Immunofluorescence of Cultured Cells (Not Tissue)
This is our basic starting protocol for immunocytochemistry. Antibody dilutions, blocking and permeabilization times, and antibody incubation times can be empirically determined.
Fixing/Blocking
1. Wash cells 3-4x (5 min each) with PBS
2. Fix with 4% formaldehyde at room temperature for 20 min
3. Wash 3-4x (5 min) with PBS. At this point, fixed cells may be stored in PBS at 4 degrees C for several weeks or more
4. (optional depending on antibody) Permeabilize 0.05-0.3% Triton X-100 (or NP-40 or Tween-20) for 30 - 60 min in blocking buffer (recipe below). For B-TubIV (cilia marker), permeabilize w/ 0.3 % Triton.

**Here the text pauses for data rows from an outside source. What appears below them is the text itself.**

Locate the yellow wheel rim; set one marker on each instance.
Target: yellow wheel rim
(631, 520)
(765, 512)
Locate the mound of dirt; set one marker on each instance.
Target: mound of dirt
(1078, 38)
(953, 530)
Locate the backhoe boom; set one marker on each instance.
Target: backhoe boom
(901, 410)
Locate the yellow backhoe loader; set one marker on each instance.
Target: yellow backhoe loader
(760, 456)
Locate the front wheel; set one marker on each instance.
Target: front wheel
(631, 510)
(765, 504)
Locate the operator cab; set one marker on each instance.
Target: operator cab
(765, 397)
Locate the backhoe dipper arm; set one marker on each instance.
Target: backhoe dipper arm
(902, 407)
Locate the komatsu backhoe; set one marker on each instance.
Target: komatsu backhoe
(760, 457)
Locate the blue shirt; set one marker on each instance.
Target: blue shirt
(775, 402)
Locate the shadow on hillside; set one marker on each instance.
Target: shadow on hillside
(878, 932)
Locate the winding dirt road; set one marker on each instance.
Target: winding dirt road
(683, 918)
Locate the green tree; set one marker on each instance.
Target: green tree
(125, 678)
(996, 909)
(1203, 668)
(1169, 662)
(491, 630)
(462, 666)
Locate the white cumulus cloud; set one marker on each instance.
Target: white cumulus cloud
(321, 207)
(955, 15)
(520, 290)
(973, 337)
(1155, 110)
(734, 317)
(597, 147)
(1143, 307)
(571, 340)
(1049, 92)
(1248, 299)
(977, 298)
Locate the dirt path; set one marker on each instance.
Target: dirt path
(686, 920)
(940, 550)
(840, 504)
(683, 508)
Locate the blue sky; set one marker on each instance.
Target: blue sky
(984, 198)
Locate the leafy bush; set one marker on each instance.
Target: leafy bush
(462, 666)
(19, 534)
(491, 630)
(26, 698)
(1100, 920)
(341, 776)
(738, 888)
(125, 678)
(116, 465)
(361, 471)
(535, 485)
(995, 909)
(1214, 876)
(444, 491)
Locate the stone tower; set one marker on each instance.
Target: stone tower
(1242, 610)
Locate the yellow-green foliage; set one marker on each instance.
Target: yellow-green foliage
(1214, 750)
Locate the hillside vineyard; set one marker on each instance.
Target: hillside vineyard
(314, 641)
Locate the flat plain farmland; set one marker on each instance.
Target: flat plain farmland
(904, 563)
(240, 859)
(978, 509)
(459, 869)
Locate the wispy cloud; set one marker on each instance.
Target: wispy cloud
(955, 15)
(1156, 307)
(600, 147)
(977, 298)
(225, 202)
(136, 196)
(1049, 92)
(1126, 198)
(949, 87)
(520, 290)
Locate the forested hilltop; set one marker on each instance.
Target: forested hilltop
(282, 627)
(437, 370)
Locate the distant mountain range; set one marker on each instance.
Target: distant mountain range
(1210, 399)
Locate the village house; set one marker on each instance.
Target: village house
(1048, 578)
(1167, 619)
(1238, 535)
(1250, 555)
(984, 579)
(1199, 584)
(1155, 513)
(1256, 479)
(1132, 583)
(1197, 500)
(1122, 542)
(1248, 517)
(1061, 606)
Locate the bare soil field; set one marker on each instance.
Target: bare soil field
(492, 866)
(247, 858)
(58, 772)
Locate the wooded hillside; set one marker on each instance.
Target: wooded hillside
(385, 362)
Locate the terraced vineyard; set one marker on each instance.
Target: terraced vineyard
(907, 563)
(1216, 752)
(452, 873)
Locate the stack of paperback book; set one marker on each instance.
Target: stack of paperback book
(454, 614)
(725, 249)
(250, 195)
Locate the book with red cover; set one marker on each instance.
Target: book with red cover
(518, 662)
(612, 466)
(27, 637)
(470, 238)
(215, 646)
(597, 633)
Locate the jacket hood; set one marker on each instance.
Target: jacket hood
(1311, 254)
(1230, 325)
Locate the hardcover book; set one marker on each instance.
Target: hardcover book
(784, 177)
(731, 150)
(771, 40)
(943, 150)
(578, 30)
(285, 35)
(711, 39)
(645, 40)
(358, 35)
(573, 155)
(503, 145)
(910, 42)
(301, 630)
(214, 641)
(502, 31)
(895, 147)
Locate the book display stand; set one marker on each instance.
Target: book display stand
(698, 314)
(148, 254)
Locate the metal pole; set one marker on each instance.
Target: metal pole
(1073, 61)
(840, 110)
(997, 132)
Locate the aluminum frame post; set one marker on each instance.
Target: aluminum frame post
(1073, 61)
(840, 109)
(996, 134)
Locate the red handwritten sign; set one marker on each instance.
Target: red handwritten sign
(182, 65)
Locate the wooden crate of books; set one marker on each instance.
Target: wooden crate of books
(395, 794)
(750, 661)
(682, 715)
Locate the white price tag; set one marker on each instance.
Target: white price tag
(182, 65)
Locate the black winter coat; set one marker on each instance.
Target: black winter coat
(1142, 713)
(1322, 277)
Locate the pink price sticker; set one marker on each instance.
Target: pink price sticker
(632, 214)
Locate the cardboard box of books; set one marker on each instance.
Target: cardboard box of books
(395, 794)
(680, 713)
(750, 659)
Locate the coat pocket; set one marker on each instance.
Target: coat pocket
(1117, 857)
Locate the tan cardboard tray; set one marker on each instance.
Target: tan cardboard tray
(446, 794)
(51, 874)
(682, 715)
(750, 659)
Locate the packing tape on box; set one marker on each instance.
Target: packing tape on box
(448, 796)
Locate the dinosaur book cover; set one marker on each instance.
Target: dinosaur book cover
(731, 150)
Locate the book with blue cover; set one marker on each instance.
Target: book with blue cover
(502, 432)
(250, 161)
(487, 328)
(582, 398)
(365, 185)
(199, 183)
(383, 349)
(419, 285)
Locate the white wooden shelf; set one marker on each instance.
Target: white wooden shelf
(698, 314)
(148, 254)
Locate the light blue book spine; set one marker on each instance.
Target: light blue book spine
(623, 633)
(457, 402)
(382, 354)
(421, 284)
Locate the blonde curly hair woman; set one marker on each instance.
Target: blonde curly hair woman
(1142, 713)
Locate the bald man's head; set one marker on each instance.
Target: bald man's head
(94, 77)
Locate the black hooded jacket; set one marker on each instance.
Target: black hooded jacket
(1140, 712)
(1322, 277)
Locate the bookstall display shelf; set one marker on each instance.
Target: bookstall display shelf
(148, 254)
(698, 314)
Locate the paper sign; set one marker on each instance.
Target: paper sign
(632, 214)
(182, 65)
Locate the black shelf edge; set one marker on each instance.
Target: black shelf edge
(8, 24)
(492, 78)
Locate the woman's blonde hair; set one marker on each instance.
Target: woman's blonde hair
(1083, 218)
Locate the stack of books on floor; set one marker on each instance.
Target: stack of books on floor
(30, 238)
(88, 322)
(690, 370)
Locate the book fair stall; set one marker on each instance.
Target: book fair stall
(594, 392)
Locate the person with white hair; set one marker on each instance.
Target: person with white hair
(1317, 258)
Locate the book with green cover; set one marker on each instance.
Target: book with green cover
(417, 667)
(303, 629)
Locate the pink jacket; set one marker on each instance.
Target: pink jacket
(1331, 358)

5. Incubate with blocking buffer [no Triton] at 4°C for 1 hr (up to overnight). This extra blocking step is not always necessary
6. Wash 3x (5 min) with PBS
Antibody Incubation Steps
1. Incubate with primary antibody (diluted in blocking buffer) at 4°C for 4 hrs up to overnight
2. Wash 3-4x (5 min) with PBS
3. Incubate with fluorescently labeled secondary antibody (diluted 1:500 or 1:1000 in blocking buffer) at 4 °C for ~2 hrs); the lasers we have at the VA are 405 (for DAPI/Hoescht), 488 (AF488), 559 (for AF555), 635 (for AF547). Filters on the spinning disk in our lab work for AF488 (FITC), AF546/555 (TRITC), AF647 (Cy5) for triple labeling. You could also label on the DAPI channel for quadruple labeling with AF350 or 405.
4. Wash 3-4x (5 min) with PBS
5. DAPI/Hoescht stain if desired. We generally use mounting media with DAPI (Fluoroshield ab104139), which precludes this step.
6. Mount on slides using mounting medium
Solutions
Blocking/Antibody Incubation Solution
1X PBS + Ca2+/Mg2+ pH 7.4
+ 0.2% saponin (for mild permeabilization; keep in for the duration of staining)
+ 2-5% Normal Serium (donkey or goat; use the secondary antibody species)
+ 1% BSA
4% Formaldehyde Solution
• 1. Dissolve 4 g of paraformaldehyde in 90 mL of H2O in a 50-mL beaker (hood).
• 2. Heat at 60°C (approximately) until dissolved on hot plate with stirring. Add a few drops of 1 M NaOH to help dissolve once you hit 55-ish °C
• 3. Cool to room temperature
• 4. Add 10 mls 10X PBS (no Ca2+)
• 5. Filter with a 0.22-μm disposable syringe filter
Instead of making this from powder, we routinely buy 32% formaldehyde solution (Electron Microscopy Sciences) and aliquot, freeze at -20°C, and make fresh 4% formaldehyde from that for weekly use.